Steroid Creams: For at least two years, I've been using Alclometasone Dipropionate Ointment (0.05%) for my face and Triamcinolone Acetonide Ointment (1%) for my body. My doctor asked me to continue using that and I have been. In my doctor appointment one week ago, he gave me Tacrolimus Ointment (Protopic, 0.1%) for my face, but I haven't had to use it yet.
Bleach Baths: My allergist recommended bleach baths in my first two appointments, but I was hesitant, so he recommended CLn body wash as an alternative. In my last appointment, one week ago, my allergist pushed harder on my doing bleach baths. I've taken three so far and they're not as bad as I expected! I was really scared to put my flared-up body in bleach water, but it's minimal bleach and doesn't hurt much more than plain water. I use a quarter cup in a bathtub of water, but it can be up to a quarter cup, depending on the bleach's concentration.
Foods: I was vegetarian for three years until last November, because my newborn was allergic to my breast milk. I began eating meat and fish, but stopped consuming dairy and soy. I stopped breast feeding two weeks ago and added dairy and soy back to my diet at the same time. I've not gone back to vegetarianism yet.

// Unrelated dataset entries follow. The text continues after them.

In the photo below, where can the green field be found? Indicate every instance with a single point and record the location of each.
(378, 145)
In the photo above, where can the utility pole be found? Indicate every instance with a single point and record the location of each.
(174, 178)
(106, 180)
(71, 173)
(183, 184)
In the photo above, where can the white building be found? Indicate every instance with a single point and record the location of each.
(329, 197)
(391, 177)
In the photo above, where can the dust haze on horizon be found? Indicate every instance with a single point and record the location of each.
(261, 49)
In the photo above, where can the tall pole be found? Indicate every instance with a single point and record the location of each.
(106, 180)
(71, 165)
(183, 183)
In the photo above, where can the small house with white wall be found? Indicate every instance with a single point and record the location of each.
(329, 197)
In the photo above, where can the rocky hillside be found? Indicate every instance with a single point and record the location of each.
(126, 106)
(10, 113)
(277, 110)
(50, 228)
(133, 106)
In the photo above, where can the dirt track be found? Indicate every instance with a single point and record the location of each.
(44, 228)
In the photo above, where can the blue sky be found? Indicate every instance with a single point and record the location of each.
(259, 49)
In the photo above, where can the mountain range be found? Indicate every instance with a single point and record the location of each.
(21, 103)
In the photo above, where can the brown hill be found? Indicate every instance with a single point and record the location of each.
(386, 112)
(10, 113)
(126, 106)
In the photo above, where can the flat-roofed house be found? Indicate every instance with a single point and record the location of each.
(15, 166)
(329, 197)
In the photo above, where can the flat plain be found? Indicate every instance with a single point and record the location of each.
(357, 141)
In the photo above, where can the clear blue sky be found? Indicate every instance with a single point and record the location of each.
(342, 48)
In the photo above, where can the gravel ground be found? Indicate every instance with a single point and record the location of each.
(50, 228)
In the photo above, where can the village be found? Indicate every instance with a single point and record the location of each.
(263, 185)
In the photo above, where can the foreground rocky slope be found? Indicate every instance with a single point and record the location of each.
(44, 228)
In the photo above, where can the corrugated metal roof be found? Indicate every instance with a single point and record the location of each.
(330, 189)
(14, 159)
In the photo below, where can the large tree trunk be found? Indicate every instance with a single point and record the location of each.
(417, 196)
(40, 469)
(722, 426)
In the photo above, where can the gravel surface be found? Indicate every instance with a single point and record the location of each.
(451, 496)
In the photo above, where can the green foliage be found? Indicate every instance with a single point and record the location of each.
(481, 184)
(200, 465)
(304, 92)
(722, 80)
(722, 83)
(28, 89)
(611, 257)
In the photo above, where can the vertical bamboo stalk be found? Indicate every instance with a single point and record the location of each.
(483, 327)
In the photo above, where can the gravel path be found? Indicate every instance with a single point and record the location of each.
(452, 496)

Regarding my food allergies, I've had tons throughout the last 6 years, but the number of allergies has decreased in each new allergy test. When I was tested in February by my new allergist, my results showed zero food allergies!
My Skin Today (End of March)
My face is 95% better and my body is 50% better. My eczema is mild to moderate now versus moderate to severe. Although my body is slowly getting worse since I've been off steroids (mainly on my back and arms), it's still better than it was in January before my new treatments. I know eczema too well to think I've been cured and know there's still a tough road ahead, but I'm an optimist at heart and I've sure felt positive about my recovery so far! And others are noticing as well. The grocery store cashier carded me last week and afterwards still didn't believe I was over 21! And a coworker (female and a friend) randomly told me how beautiful she thought I was - and even on a day when my face wasn't 100%. I feel pretty again!